Multiplicity counting using organic scintillators to distinguish neutron sources: An advanced teaching laboratory

TL;DR

This paper describes an educational laboratory setup where students use organic scintillators to perform multiplicity counting, enabling differentiation between neutron sources and enhancing understanding of nuclear detection techniques.

Contribution

It introduces a practical, hands-on experiment using organic scintillators for neutron source discrimination, combining detection, calibration, and analysis in a teaching context.

Findings

Successfully distinguished ({ extalpha},n) sources from spontaneous fission sources

Demonstrated effectiveness of multiplicity counting in source identification

Enhanced educational understanding of neutron detection techniques

Abstract

In this advanced instructional laboratory, students explore complex detection systems and nondestructive assay techniques used in the field of nuclear physics. After setting up and calibrating a neutron detection system, students carry out timing and energy deposition analyses of radiation signals.
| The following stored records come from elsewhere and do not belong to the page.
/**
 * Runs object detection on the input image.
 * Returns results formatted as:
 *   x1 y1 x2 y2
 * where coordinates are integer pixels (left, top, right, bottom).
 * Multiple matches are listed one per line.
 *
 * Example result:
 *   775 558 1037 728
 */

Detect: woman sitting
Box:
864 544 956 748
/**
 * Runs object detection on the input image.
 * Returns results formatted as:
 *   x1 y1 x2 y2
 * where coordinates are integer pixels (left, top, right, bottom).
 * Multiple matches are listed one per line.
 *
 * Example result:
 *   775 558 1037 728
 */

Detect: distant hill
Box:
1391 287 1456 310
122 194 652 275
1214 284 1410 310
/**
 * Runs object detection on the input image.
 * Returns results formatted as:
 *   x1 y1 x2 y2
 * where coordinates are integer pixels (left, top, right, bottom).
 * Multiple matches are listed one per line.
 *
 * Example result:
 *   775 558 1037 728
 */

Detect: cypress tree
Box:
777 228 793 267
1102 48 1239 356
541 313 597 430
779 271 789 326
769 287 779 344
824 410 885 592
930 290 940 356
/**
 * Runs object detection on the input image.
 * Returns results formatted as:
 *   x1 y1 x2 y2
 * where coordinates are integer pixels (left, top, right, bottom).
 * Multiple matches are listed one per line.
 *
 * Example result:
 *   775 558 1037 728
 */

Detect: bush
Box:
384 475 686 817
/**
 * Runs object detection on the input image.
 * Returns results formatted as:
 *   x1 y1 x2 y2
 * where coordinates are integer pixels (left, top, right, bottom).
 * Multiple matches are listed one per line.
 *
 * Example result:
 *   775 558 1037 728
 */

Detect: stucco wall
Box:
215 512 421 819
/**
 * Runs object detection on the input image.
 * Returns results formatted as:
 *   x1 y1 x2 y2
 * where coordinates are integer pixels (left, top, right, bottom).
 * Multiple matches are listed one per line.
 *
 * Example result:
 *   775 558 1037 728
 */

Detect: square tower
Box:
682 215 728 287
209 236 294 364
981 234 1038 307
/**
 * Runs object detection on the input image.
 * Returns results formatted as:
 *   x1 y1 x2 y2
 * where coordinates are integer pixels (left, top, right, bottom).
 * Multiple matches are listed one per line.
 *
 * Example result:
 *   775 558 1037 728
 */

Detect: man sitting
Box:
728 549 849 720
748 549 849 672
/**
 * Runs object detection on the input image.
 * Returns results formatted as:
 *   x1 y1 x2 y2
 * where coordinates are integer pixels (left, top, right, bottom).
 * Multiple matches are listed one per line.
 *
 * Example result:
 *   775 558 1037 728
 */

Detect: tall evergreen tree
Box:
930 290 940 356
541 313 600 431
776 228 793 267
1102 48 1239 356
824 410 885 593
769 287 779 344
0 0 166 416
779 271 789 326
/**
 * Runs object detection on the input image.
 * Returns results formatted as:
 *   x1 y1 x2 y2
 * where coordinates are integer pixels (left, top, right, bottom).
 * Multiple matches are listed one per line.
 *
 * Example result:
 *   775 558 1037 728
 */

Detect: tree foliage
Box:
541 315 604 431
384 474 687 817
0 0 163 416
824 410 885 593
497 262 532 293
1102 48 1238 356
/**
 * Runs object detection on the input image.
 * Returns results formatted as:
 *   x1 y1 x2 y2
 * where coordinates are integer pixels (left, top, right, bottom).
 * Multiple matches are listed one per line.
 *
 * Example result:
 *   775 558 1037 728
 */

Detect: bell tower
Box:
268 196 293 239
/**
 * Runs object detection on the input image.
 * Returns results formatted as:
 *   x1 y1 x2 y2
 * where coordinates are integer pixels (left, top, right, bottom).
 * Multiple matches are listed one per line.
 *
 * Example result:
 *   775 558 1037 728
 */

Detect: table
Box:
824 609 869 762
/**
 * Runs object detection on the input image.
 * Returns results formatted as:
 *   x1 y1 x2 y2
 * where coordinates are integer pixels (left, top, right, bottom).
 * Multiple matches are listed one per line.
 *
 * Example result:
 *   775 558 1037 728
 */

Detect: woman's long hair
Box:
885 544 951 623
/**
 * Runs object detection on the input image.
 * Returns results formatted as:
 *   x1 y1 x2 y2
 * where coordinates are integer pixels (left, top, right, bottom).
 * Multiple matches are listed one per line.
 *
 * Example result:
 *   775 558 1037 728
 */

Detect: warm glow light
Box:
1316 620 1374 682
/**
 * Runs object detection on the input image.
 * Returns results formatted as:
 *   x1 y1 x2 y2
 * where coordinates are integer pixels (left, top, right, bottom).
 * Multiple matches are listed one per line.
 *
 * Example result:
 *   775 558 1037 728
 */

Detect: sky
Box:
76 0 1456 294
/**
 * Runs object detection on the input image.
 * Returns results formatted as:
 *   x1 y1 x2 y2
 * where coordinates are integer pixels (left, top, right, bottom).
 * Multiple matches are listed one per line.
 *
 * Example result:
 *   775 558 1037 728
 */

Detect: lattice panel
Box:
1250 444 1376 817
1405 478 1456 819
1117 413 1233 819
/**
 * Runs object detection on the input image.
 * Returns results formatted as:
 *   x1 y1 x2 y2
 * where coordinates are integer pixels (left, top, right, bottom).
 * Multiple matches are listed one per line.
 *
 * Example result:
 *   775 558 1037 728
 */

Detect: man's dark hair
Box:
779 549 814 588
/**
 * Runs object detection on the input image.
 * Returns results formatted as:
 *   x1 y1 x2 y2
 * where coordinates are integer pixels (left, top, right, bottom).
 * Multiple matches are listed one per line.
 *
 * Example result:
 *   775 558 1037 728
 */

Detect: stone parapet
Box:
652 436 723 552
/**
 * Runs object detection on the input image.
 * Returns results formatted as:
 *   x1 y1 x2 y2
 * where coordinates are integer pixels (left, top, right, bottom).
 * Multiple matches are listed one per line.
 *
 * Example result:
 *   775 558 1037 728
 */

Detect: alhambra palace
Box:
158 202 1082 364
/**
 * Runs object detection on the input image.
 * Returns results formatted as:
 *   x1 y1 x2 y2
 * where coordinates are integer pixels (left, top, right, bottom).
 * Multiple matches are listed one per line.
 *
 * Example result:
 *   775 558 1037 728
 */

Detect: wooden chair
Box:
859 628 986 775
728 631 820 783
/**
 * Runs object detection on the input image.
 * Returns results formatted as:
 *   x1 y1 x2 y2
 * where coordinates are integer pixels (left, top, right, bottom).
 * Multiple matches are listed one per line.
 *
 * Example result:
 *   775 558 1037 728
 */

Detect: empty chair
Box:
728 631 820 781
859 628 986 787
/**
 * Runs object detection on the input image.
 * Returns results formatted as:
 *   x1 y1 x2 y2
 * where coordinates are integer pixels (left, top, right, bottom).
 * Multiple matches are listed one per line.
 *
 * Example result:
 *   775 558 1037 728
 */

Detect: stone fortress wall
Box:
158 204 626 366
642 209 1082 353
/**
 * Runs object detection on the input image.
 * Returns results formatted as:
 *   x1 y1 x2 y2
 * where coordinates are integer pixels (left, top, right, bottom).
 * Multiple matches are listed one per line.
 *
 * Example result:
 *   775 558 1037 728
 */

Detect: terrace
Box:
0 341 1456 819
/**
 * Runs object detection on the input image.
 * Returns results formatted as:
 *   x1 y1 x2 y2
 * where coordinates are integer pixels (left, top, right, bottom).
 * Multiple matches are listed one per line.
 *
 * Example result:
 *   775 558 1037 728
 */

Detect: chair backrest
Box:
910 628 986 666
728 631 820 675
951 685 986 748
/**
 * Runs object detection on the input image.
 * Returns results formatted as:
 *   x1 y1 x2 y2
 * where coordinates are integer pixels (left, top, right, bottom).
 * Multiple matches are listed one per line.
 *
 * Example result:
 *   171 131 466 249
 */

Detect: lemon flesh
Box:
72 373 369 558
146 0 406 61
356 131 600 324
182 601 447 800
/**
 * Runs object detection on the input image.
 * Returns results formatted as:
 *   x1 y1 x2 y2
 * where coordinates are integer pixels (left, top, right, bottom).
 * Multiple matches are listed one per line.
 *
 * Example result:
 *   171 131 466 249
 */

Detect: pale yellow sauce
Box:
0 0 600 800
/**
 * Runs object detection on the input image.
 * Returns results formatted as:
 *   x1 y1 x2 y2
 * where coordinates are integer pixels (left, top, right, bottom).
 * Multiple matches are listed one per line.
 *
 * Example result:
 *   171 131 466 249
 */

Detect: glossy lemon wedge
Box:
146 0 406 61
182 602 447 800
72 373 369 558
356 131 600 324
Through the timing of prompt fission neutron signals, multiplicity counting is used to carry out a special nuclear material (SNM) nondestructive assay. Our experimental setup is comprised of eight trans-stilbene organic scintillation detectors in a well-counter configuration, and measurements are taken on a spontaneous fission source as well as two ({\alpha},n) sources. By comparing each source's measured multiplicity distribution, the resulting measurements of the ({\alpha},n) sources can be distinguished from that of the spontaneous fission source. Such comparisons prevent the spoofing, i.e., intentional imitation, of a fission source by an ({\alpha},n) neutron source. This instructional laboratory is designed for nuclear engineering and physics students interested in organic scintillators, neutron sources, and nonproliferation radiation measurement techniques.